Aujourd’hui, aveuglement, les péquistes suivent le joueur de flute PKP même si, malgré ses réussites impressionnantes en affaires, il ne démontre absolument pas, à ce jour, des qualités de chef d’État. Tellement désespérés de reprendre le pouvoir, ils mettent tous leurs œufs dans le même panier malgré son manque d’expérience politique. Il ne faudrait pas qu’il trébuche car, comme Perrette, ils diront  « adieu veau, vache, cochon, couvée…. ». Le rêve s’évanouira en un instant. Pourtant, ils ont d’autres bons candidats qui montrent de telles qualités comme le jeune Alexandre Cloutier qui, à 37 ans, a le même âge que Robert Bourassa lorsqu’il devint premier ministre.  
Les campagnes référendaires du passé dirigées par René Lévesque, Jacques Parizeau et Lucien Bouchard étaient basées sur des arguments sérieux qui découlaient de conflits et de débats importants avec le gouvernement fédéral tels les accords du lac Meech et de Charlottetown, de commissions gouvernementales nationales et québécoises, d’états-généraux de la nation et de toute une série d’autres de même nature issus des niveaux nationaux et provinciaux. Y participaient pour les péquistes, des individus de la trempe des René Lévesque, Jacques Parizeau, Lucien Bouchard, Jacques-Yvan Morin, Camille Laurin, Denis Lazure, Marc-André Bédard, Jean Garon, Yves Bérubé, Claude Charron, Lise Payette, Pierre Marc Johnson, Gérald Godin, Rodrigue Biron, Yves Duhaime, Denis Vaugeois, Denis de Belleval et des dizaines d’autres. Aujourd’hui, rares sont les individus de cette trempe dans le PQ.
Pour les remplacer, PKP veut créer « un think tank sur la séparation » dont il choisira évidemment les membres. Ils seront sûrement séparatistes puisque les conclusions devront aller dans le sens qu’il recherche. Elles seront contestées pour cette raison car les Québécois se méfieront d’un tel organisme.
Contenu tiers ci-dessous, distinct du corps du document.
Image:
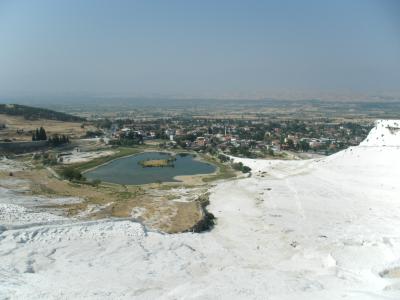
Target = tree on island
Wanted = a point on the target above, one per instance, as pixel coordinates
(39, 134)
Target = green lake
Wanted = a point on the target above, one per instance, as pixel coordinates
(127, 170)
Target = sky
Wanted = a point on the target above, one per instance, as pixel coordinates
(214, 49)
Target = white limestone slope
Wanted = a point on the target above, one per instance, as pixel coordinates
(318, 229)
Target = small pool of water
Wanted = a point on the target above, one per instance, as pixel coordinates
(126, 170)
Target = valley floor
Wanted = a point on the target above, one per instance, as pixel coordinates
(317, 229)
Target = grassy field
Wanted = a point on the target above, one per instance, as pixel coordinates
(156, 163)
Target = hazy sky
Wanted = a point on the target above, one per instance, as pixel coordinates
(198, 48)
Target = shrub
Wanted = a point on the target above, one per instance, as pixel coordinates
(72, 174)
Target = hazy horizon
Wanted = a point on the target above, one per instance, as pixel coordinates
(188, 50)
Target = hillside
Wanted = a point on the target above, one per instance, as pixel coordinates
(35, 113)
(317, 229)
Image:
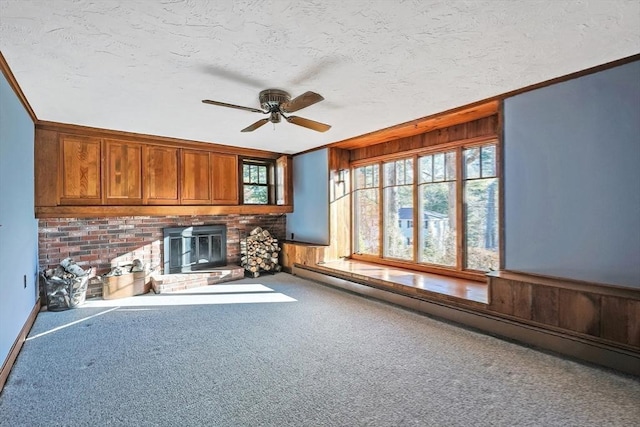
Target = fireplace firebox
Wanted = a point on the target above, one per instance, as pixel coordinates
(195, 248)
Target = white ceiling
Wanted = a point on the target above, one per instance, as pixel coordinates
(145, 65)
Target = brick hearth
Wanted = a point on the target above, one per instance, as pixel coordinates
(104, 243)
(182, 281)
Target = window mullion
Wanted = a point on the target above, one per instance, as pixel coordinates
(460, 231)
(417, 223)
(381, 209)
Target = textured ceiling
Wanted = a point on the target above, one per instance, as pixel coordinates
(145, 65)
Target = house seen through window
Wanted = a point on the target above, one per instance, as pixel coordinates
(456, 216)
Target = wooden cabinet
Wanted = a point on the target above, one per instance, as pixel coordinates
(160, 165)
(224, 179)
(196, 177)
(80, 172)
(123, 173)
(88, 173)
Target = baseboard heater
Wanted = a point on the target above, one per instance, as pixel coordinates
(567, 345)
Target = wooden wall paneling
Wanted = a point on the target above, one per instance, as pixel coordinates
(123, 173)
(544, 305)
(614, 318)
(579, 311)
(423, 125)
(521, 299)
(300, 253)
(224, 179)
(46, 155)
(483, 128)
(80, 170)
(501, 296)
(195, 178)
(339, 205)
(161, 175)
(157, 210)
(633, 327)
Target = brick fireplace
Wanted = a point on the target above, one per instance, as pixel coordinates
(104, 243)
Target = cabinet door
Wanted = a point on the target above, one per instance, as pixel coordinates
(123, 172)
(160, 168)
(224, 179)
(80, 170)
(196, 177)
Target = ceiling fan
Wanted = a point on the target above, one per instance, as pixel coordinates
(276, 103)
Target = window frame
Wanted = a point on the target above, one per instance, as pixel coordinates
(270, 185)
(459, 269)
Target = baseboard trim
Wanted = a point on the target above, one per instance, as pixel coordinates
(574, 347)
(17, 345)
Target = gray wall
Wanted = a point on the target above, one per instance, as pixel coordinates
(309, 221)
(572, 178)
(19, 228)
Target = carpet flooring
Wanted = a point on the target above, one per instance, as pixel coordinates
(284, 351)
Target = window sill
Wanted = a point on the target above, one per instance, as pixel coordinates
(470, 275)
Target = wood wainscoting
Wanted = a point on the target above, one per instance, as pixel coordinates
(17, 345)
(607, 314)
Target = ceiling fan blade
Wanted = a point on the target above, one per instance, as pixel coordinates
(300, 102)
(255, 126)
(239, 107)
(311, 124)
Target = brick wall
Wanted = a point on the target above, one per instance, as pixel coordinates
(104, 243)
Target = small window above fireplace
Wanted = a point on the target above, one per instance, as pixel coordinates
(194, 248)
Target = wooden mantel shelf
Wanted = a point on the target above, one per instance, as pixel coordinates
(115, 211)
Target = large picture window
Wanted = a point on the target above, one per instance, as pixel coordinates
(257, 182)
(438, 209)
(367, 213)
(398, 209)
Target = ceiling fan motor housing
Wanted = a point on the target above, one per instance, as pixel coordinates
(270, 99)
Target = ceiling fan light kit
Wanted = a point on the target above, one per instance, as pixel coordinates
(276, 103)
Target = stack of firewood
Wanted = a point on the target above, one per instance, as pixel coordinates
(66, 285)
(259, 252)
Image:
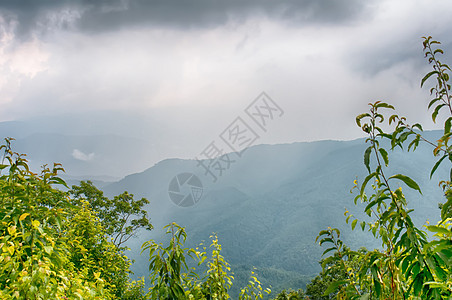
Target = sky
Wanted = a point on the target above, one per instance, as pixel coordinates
(188, 69)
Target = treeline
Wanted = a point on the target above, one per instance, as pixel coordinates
(70, 245)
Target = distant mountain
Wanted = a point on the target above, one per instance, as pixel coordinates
(100, 157)
(269, 206)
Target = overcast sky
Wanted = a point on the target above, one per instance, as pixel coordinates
(198, 64)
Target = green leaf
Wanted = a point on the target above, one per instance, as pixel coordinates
(427, 77)
(437, 165)
(366, 180)
(435, 113)
(440, 230)
(354, 223)
(447, 125)
(408, 181)
(384, 154)
(367, 157)
(360, 117)
(384, 105)
(333, 287)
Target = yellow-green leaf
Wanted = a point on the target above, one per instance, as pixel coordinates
(23, 216)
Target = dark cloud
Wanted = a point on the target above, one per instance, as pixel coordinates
(102, 15)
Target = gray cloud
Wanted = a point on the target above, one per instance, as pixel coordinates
(105, 15)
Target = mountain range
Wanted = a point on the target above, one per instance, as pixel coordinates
(267, 204)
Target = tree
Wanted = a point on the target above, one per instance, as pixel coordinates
(121, 216)
(49, 248)
(409, 265)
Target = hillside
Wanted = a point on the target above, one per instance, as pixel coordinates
(268, 208)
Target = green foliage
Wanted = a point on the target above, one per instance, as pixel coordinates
(171, 278)
(291, 295)
(121, 216)
(253, 290)
(409, 265)
(49, 248)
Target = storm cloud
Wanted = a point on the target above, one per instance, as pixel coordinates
(169, 70)
(99, 16)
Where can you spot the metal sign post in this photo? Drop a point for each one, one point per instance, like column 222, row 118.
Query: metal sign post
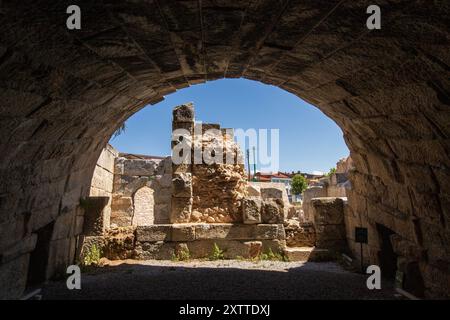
column 361, row 237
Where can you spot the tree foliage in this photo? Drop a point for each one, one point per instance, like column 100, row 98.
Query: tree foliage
column 299, row 184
Les fédéralistes de leur côté ne sont pas en reste non plus. Ils n’auront pas de Pierre Elliott Trudeau, Jean Chrétien, Paul Martin sur le plan fédéral, mais Stephen Harper et ses conservateurs, s’ils sont encore au pouvoir. Pas fort pour défendre le système fédéral dans un référendum québécois.
Pauvres Québécois ! Il me semble que nous avons donné souventes  fois nos opinions sur la question de la séparation du Québec et que les sondages scientifiques démontrent qu’elles n’ont pas changé. Nous avons tellement d’autres problèmes importants à régler, pourquoi devons-nous nous faire rabâcher les oreilles avec les mêmes rengaines. Assez, c’est assez ! Non ?
La meilleure situation pour le PQ serait que PKP ne gagne pas. Les raisons sont celles de son écrasante défaite à la dernière élection qui a permis au parti Libéral de gagner une majorité inattendue. Les mêmes débats ajoutés à la question de conflits d’intérêts (l’ex-ministre Lisée l’a bien démontré) donneront le même résultat électoral ou pire.